Between 8:00am and 10:30am UTC, February 9, 2023, sections of octopus.com intermittently returned 503 responses. The affected routes were /signin, /blogs, and /docs.
Octopus Deploy recently migrated our DNS management to a new provider to centralize our infrastructure.
During the migration, we set the web application firewall (WAF) in front of octopus.com to detection mode. At the same time, we tuned the ruleset to prevent false positives from blocking legitimate customer access to Octopus systems.
(All dates and times below are shown in UTC.)
08:05 Our automated systems detected decreased availability in sections of the octopus.com website.
08:35 Engineers on call were notified.
08:56 Status Page updated: An incident was declared.
10:30 We updated the WAF to block malicious traffic.
10:48 Status Page updated: Incident status changed to `Monitoring`.
12:24 Status Page updated: Incident status changed to `Resolved`.

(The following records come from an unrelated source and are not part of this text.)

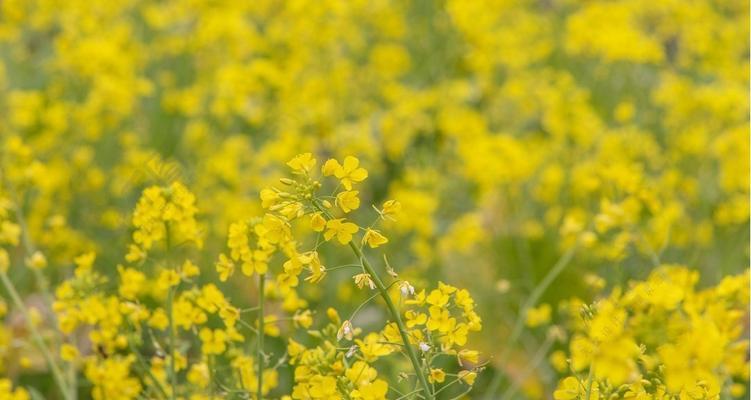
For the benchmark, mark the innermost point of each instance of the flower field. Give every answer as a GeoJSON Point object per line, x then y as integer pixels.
{"type": "Point", "coordinates": [374, 199]}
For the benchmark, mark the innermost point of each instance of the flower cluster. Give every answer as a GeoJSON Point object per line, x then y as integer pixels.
{"type": "Point", "coordinates": [661, 338]}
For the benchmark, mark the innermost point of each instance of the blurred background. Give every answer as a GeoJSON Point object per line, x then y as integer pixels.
{"type": "Point", "coordinates": [612, 135]}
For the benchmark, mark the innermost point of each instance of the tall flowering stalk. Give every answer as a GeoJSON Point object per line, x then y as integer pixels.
{"type": "Point", "coordinates": [442, 331]}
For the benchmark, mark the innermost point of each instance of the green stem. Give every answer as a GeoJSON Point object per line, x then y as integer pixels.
{"type": "Point", "coordinates": [172, 342]}
{"type": "Point", "coordinates": [259, 347]}
{"type": "Point", "coordinates": [397, 318]}
{"type": "Point", "coordinates": [538, 291]}
{"type": "Point", "coordinates": [37, 338]}
{"type": "Point", "coordinates": [382, 289]}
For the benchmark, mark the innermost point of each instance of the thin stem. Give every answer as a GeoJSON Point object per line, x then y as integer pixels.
{"type": "Point", "coordinates": [411, 353]}
{"type": "Point", "coordinates": [397, 318]}
{"type": "Point", "coordinates": [146, 368]}
{"type": "Point", "coordinates": [261, 326]}
{"type": "Point", "coordinates": [172, 342]}
{"type": "Point", "coordinates": [538, 291]}
{"type": "Point", "coordinates": [589, 382]}
{"type": "Point", "coordinates": [36, 336]}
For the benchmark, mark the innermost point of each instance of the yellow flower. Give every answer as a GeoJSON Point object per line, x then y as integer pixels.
{"type": "Point", "coordinates": [350, 172]}
{"type": "Point", "coordinates": [361, 280]}
{"type": "Point", "coordinates": [345, 331]}
{"type": "Point", "coordinates": [68, 352]}
{"type": "Point", "coordinates": [391, 208]}
{"type": "Point", "coordinates": [159, 319]}
{"type": "Point", "coordinates": [348, 200]}
{"type": "Point", "coordinates": [36, 261]}
{"type": "Point", "coordinates": [436, 375]}
{"type": "Point", "coordinates": [225, 267]}
{"type": "Point", "coordinates": [342, 230]}
{"type": "Point", "coordinates": [568, 389]}
{"type": "Point", "coordinates": [214, 341]}
{"type": "Point", "coordinates": [437, 298]}
{"type": "Point", "coordinates": [415, 318]}
{"type": "Point", "coordinates": [375, 390]}
{"type": "Point", "coordinates": [167, 279]}
{"type": "Point", "coordinates": [317, 222]}
{"type": "Point", "coordinates": [538, 316]}
{"type": "Point", "coordinates": [467, 376]}
{"type": "Point", "coordinates": [440, 320]}
{"type": "Point", "coordinates": [374, 238]}
{"type": "Point", "coordinates": [330, 167]}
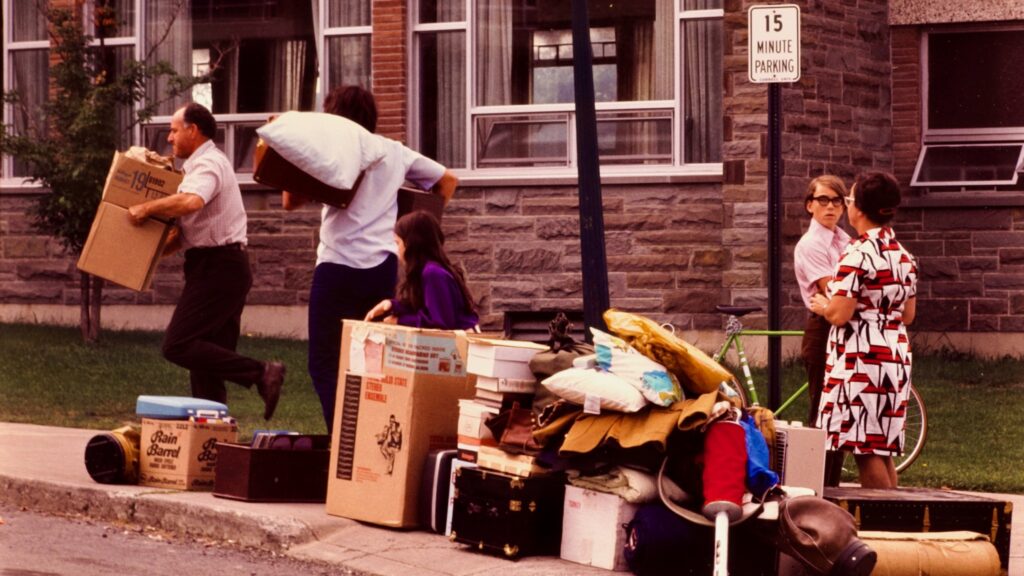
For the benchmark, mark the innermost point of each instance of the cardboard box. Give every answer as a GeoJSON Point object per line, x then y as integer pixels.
{"type": "Point", "coordinates": [497, 459]}
{"type": "Point", "coordinates": [592, 528]}
{"type": "Point", "coordinates": [472, 418]}
{"type": "Point", "coordinates": [180, 454]}
{"type": "Point", "coordinates": [272, 475]}
{"type": "Point", "coordinates": [117, 250]}
{"type": "Point", "coordinates": [411, 200]}
{"type": "Point", "coordinates": [502, 359]}
{"type": "Point", "coordinates": [398, 393]}
{"type": "Point", "coordinates": [270, 169]}
{"type": "Point", "coordinates": [506, 384]}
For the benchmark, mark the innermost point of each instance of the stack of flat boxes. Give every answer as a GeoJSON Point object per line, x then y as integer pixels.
{"type": "Point", "coordinates": [503, 377]}
{"type": "Point", "coordinates": [527, 502]}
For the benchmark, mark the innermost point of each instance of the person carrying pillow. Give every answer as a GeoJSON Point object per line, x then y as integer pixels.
{"type": "Point", "coordinates": [356, 261]}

An attacker ran a fuzzing application across our public-facing website during the time the WAF was in “detection” mode. This caused excessive load that would normally have been prevented by the WAF, in turn reducing availability of octopus.com.
Engineers mitigated the outage by applying a cut-down implementation of the WAF that protected the website from single origin attacks.
Since this incident, we've completed the migration to our new DNS provider, and the WAF is fully enabled.
During our incident review process, we identified and corrected gaps in our defense to reduce the time from detection to mitigation.
We identified the internal oversight in risk management that led to this situation: by mitigating one risk, we became susceptible to another risk. We have since updated our project risk assessment process to include more formal internal reviews of our planned changes to core systems.
Octopus Deploy takes service availability seriously. In the past month, we’ve had multiple incidents affecting sign-in infrastructure, which is below our desired standard. We apologize for the disruption to our customers and are working to reduce the likelihood and severity of future disruptions.